Vers trois heures du matin, n'y tenant plus, elle s'est levée sans faire de bruit et s'est glissée dans son bureau. Elle a allumé son ordinateur, la lumière de l'écran agressive dans l'obscurité. Elle s'est connectée à leur compte commun, puis a commencé à éplucher les relevés de carte de crédit de Marc, mois par mois.
Les preuves étaient là, étalées en lignes de chiffres implacables. Des factures de restaurants chics pour deux personnes les soirs où il prétendait être en "dîner d'affaires". Des nuits d'hôtel dans des établissements de luxe à Paris, alors qu'il était censé dormir à la maison. Et puis, le coup de grâce : la facture d'une bijouterie célèbre. Un collier en diamants. Un cadeau qu'elle n'avait jamais reçu. La date de l'achat correspondait à l'anniversaire de Chloé, une information qu'elle a trouvée en quelques clics sur les réseaux sociaux de la jeune femme.
Son téléphone a vibré sur le bureau. Un message de Marc.
« Tout va bien, mon amour ? Je me suis réveillé, tu n'étais pas là. Je m'inquiète pour toi. »
Une nausée violente l'a saisie. L'hypocrisie était si flagrante, si écœurante. Elle a eu envie de vomir.
Elle a couru aux toilettes et s'est penchée sur la cuvette, son corps se vidant dans des spasmes douloureux. Ce n'était pas seulement la grossesse. C'était le dégoût. Le dégoût physique pour l'homme qui partageait son lit, pour la vie qu'elle avait crue être la sienne.

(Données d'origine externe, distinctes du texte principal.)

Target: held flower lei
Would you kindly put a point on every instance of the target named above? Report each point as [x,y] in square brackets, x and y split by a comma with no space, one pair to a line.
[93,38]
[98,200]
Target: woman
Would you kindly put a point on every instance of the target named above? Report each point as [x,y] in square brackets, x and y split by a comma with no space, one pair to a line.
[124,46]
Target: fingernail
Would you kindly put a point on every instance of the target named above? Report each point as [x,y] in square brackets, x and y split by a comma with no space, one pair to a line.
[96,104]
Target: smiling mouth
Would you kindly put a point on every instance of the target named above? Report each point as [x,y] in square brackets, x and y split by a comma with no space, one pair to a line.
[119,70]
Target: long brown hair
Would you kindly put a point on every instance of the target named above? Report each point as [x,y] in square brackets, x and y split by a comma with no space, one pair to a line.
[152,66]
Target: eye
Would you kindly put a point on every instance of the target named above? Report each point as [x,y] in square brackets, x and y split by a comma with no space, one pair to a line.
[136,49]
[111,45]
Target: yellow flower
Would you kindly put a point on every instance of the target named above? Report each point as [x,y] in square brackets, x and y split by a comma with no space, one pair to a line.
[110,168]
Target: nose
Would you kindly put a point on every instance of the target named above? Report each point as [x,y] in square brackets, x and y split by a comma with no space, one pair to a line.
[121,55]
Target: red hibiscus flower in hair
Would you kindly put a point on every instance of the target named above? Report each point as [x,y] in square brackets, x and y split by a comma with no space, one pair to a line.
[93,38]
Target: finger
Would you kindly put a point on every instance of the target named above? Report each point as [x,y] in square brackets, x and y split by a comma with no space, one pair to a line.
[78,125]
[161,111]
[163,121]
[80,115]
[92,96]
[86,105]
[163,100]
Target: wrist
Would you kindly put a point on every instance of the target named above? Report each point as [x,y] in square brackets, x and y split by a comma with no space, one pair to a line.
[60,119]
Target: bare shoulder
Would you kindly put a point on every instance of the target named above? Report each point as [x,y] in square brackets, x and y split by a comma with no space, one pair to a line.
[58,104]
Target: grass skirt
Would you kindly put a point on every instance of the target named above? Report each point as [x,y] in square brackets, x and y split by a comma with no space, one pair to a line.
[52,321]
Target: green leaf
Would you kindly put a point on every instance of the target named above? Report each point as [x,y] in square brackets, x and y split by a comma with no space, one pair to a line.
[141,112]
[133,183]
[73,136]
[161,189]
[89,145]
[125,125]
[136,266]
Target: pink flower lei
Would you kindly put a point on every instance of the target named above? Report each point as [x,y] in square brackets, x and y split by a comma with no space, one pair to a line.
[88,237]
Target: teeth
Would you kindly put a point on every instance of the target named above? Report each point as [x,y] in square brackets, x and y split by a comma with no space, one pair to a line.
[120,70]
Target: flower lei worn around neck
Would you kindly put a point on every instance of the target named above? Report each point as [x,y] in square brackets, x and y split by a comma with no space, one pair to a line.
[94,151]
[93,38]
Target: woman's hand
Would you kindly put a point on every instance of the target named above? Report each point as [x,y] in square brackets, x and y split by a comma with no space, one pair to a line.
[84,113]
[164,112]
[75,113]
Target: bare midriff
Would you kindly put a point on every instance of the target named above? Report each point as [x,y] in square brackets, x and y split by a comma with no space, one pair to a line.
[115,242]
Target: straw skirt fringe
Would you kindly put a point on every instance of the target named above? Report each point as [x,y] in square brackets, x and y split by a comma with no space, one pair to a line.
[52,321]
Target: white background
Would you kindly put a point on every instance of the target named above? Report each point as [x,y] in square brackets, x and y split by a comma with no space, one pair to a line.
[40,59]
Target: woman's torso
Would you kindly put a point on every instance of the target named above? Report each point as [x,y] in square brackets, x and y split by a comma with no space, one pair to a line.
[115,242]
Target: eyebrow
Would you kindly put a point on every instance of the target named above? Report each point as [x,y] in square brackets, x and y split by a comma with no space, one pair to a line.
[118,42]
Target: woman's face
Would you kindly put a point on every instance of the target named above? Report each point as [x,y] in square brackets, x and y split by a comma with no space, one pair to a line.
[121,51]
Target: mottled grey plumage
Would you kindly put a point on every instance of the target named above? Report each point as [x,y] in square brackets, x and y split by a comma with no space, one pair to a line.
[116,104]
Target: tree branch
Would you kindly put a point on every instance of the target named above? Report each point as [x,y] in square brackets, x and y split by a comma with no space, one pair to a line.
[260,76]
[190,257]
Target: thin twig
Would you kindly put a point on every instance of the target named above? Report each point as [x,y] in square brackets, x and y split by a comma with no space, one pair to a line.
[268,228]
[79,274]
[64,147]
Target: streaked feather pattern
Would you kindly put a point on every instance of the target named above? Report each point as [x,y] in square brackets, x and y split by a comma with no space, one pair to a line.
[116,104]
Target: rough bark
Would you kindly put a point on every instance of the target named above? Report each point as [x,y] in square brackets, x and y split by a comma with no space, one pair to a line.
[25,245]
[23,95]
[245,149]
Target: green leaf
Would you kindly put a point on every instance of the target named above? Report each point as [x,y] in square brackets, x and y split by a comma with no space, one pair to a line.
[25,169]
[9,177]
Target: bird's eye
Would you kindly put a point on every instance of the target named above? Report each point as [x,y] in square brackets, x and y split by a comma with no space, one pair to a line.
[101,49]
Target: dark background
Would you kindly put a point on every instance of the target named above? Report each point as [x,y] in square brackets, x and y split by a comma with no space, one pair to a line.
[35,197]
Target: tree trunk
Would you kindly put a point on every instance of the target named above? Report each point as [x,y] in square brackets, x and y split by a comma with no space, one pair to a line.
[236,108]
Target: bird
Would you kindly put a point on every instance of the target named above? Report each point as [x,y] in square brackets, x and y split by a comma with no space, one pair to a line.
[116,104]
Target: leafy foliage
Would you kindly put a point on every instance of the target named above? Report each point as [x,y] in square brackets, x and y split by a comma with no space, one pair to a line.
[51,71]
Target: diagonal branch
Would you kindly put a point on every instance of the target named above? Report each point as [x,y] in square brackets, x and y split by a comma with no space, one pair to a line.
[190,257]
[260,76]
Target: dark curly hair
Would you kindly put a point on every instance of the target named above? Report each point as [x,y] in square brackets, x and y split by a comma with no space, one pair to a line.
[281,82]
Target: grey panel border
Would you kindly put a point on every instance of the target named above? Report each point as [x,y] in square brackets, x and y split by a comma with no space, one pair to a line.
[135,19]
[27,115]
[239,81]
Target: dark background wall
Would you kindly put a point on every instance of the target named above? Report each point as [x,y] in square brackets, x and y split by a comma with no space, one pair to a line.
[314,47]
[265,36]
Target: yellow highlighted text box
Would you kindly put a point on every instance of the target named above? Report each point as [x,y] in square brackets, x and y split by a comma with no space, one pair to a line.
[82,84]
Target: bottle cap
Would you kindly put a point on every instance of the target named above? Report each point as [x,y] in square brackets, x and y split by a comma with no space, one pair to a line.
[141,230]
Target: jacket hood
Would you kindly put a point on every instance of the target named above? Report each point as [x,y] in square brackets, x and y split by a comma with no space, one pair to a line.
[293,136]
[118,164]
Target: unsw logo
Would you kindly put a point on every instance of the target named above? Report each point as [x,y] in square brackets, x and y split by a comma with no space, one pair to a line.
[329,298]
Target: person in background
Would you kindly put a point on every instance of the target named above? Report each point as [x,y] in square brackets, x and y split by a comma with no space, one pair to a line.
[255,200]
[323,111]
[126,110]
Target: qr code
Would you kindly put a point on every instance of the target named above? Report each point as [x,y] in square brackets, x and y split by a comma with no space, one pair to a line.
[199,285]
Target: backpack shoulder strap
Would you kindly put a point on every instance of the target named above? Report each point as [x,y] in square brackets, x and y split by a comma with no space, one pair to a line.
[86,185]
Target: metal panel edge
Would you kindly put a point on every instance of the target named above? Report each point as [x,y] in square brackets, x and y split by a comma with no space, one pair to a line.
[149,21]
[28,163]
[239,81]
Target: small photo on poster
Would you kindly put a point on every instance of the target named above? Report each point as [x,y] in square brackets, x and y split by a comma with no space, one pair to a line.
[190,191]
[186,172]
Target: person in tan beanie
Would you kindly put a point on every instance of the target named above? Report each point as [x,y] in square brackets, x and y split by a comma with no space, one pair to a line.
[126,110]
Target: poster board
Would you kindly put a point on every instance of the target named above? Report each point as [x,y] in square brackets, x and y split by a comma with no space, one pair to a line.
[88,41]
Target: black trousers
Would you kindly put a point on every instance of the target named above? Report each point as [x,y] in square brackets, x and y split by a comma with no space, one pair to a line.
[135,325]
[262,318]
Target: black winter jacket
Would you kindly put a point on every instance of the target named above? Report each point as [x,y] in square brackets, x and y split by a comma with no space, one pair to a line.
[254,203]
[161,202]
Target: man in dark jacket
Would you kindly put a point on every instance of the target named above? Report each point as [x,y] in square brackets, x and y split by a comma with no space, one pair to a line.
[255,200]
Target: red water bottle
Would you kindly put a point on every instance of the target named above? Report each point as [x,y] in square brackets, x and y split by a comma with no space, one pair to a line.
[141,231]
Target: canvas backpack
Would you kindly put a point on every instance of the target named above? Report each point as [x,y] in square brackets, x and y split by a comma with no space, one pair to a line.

Une fois la nausée passée, elle s'est rincé le visage à l'eau froide. Son reflet dans le miroir était celui d'une femme cernée, le teint blafard, mais ses yeux brillaient d'une nouvelle lueur. Fini la tristesse, finie la confusion. Il ne restait qu'une résolution de fer.
Elle est retournée à son bureau. Elle savait qu'elle ne pouvait pas agir seule. Elle avait besoin d'alliés, d'informations. Elle a pensé à son atelier. Il y avait là une jeune couturière, Élise, une fille discrète mais très observatrice, qui lui était entièrement dévouée. Élise avait une cousine qui travaillait comme réceptionniste dans l'immeuble de bureaux de Marc.
Jeanne a pris son téléphone et a tapé un message à Élise, lui demandant de passer à l'atelier plus tôt le lendemain matin. Elle avait besoin de lui parler "d'un projet confidentiel".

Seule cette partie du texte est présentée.